For that reason, Real Racing's ambitious approach shifts the boundaries somewhat. Whereas the average iPhone game can be stacked up favourably against any number of throwaway webgames, Real Racing's rivals are handheld heavyweights such as Ridge Racers and the forthcoming Gran Turismo PSP. Compared to a webgame, Real Racing is the future inpixellate, an experience of such awesome depth and breadth as to render the competition redundant. But set against Sony and Namco's greatest, is it really anything more than a polished but uninspired racer, high on showboating graphical pizzazz, short on innovation and second-tier features?
Judged by the former criteria, there's certainly a lot of game here for your money. Career mode has you playing through 18 championships, each playable at three different difficulty classes (the higher divisions unlocked by placing first in the previous ones). The main cup races, which consist of three consecutive races, require qualification in preceding events, ensuring that the game opens up in a staggered and sensible step with its difficulty. Taking its cue from Forza and Gran Turismo, time trails across the game's 12 courses are offered as a sideshow to the main career, and with synching to the game's leaderboards at the touch of a button, competition with peers and strangers is both straightforward and compelling.
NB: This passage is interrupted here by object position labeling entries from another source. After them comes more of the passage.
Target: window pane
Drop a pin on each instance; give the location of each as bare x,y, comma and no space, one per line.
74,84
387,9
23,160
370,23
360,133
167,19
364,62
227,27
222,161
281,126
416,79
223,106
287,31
The out-of-car camera is selected by default but, by tapping the top right of the screen at any point during a race, you can switch to an impressive cockpit view, where the vehicle's dials and displays act as a HUD, framing the smooth and lifelike driver's animations. Firemint offers five control schemes, none of which are perfect, but all of which have been carefully thought through. The default and optimal option has the car accelerate automatically, while tilting the iPhone from side to side steers it. Control is sensitive and the punishment when you veer off the road, by way of instant deceleration, is harsh. As a result, learning to make small, smooth precise movements is of paramount importance. Playing the game on public transport is risky: the rocking of a bus or train carriage will inevitably knock crucial seconds from your lap times.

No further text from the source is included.